Sustained Low-Efficiency Dialysis is Associated with Worsening Cerebral Edema and Outcomes in Intracerebral Hemorrhage


By Alireza Shirazian, Andres F. Peralta-Cuervo, Maria P. Aguilera-Pena, Louis Cannizzaro, Vi Tran, Doan Nguyen & Ifeanyi Iwuchukwu

First Online: 05 January 2021


We postulated that renal replacement therapy (RRT) in ICH patients with advanced chronic kidney disease (CKD) is associated with increased frequency and size of perihematomal edema (PHE) expansion and worse patient outcomes.


The Get With the Guidelines-Stroke Registry was queried for all patients admitted with ICH (N = 1089). Secondary causes, brainstem ICH, and initial HV < 7 cc were excluded. We identified patients with advanced CKD with and without RRT following admission for ICH. ABC/2 formula was used to measure hematoma volume (HV) and PHE. Patient outcomes were 30-day mortality, 90-day modified Rankin Scale score, and discharge disposition. We used propensity scores and optimal matching to adjust for multiple covariates.


At 48 h post-ICH, PHE expansion was a significant predictor of poor patient outcomes in our cohort. Patients with CKD who received sustained low-efficacy dialysis (SLED) treatment had larger 48 h PHE growth compared to both untreated CKD group (average treatment effect (ATE), 11.5; 95% CI, 4.9–18.1; p < 0.01) and all untreated patients (ATE, 7.43; 95% CI, 4.7–10.2; p < 0.01). Moreover, patients with RRT had significantly worse functional and mortality outcomes.

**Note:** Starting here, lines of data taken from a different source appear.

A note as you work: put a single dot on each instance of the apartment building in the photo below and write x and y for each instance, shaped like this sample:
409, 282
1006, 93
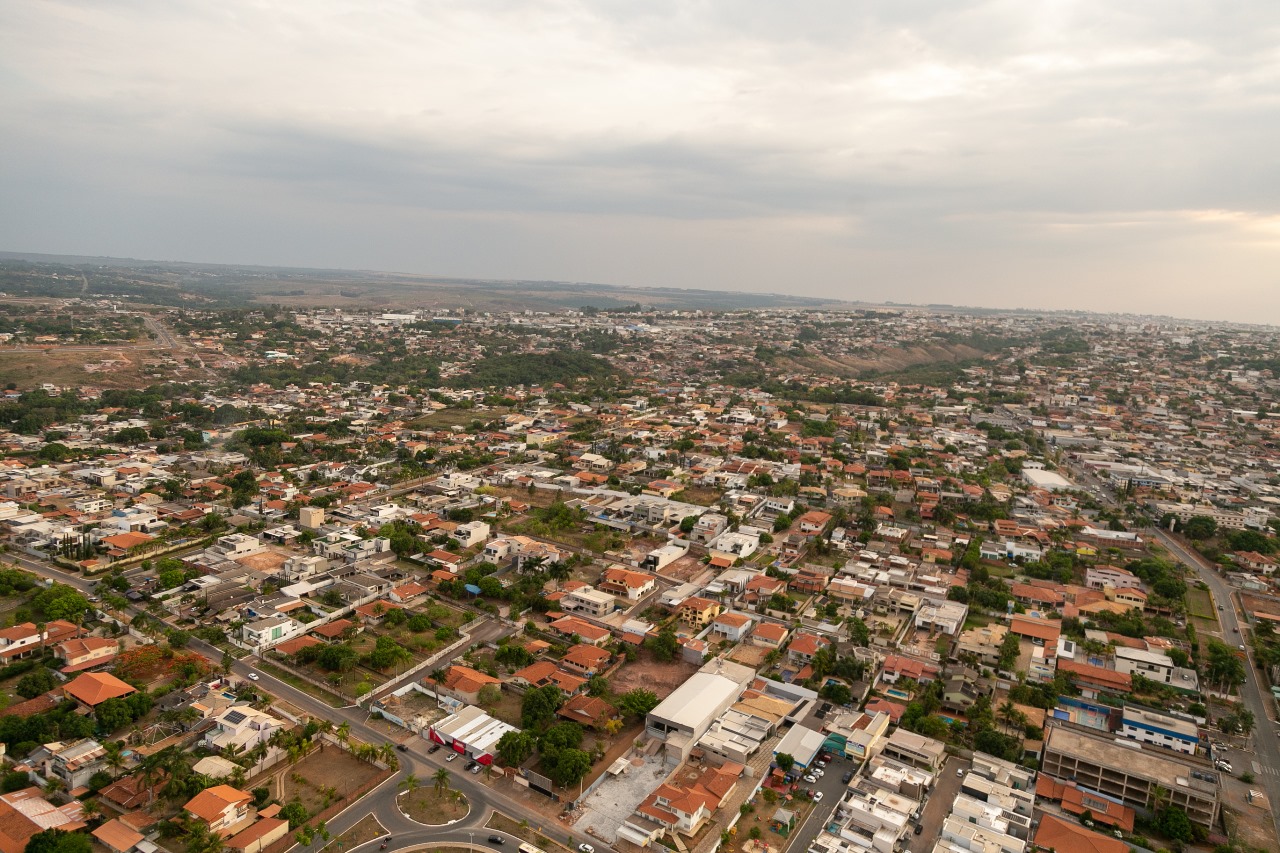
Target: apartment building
1124, 770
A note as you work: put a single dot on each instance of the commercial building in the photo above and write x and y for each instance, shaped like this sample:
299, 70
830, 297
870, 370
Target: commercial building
1160, 729
471, 733
1123, 770
685, 716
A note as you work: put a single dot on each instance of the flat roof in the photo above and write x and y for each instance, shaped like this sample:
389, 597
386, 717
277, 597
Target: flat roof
1164, 766
703, 694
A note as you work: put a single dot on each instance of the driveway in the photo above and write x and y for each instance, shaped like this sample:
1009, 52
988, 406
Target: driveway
937, 806
832, 789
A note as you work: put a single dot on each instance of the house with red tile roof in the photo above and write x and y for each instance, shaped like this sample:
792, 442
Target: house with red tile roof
92, 689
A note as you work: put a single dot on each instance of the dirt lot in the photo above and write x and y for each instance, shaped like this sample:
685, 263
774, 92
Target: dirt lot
366, 830
652, 675
320, 779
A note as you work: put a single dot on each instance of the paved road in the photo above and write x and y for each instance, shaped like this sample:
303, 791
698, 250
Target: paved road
1266, 748
380, 801
832, 789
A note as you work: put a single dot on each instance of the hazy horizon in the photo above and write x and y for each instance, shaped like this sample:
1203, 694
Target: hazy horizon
1005, 155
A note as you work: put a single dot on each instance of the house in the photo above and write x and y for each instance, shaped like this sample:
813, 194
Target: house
219, 807
118, 836
585, 660
464, 683
585, 632
769, 634
1064, 836
73, 763
731, 628
589, 601
804, 646
241, 728
26, 812
92, 689
588, 711
627, 584
86, 653
698, 612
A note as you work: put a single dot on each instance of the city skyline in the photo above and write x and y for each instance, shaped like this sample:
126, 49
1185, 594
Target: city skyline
1063, 156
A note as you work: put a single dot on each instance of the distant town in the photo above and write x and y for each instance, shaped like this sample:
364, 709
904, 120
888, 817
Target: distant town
868, 579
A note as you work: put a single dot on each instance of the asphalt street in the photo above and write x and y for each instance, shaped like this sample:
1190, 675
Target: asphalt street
379, 802
1265, 746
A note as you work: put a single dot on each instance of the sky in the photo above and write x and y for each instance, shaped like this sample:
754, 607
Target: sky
1098, 155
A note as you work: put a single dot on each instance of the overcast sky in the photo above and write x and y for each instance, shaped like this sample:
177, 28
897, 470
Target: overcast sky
1100, 155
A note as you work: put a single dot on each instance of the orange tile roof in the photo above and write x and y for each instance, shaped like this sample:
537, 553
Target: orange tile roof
95, 688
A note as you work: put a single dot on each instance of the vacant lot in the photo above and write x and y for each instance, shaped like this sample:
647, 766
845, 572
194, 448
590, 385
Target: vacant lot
323, 778
432, 807
366, 830
652, 675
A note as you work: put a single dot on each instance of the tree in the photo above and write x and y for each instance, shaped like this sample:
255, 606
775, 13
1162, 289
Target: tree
570, 766
859, 633
55, 840
1200, 528
489, 694
1173, 822
638, 702
296, 813
664, 644
516, 747
540, 705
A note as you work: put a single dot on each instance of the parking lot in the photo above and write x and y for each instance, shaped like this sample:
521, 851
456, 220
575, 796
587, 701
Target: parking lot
938, 806
832, 789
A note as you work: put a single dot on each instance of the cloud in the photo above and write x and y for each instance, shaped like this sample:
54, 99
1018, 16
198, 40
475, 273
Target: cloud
993, 153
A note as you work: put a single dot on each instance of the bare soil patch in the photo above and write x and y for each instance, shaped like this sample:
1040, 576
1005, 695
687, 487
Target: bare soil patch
652, 675
434, 808
366, 830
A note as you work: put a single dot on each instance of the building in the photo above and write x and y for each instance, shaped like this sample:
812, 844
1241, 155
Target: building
471, 733
1120, 769
26, 812
1152, 666
1065, 836
72, 763
698, 612
86, 653
1160, 729
241, 728
627, 584
91, 689
914, 749
589, 601
220, 807
684, 716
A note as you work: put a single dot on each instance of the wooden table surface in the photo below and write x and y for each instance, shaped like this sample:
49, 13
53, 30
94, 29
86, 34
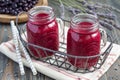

SLED treatment in ICH patients with CKD was associated with significant increase in rate and frequency of PHE expansion. Absolute increase in PHE during 48-h post-ICH was associated with increased mortality and worse functional outcomes. Further prospective and multicenter evaluation is needed to differentiate the effects of RRT on hematoma dynamics and patient outcomes from those attributed to CKD.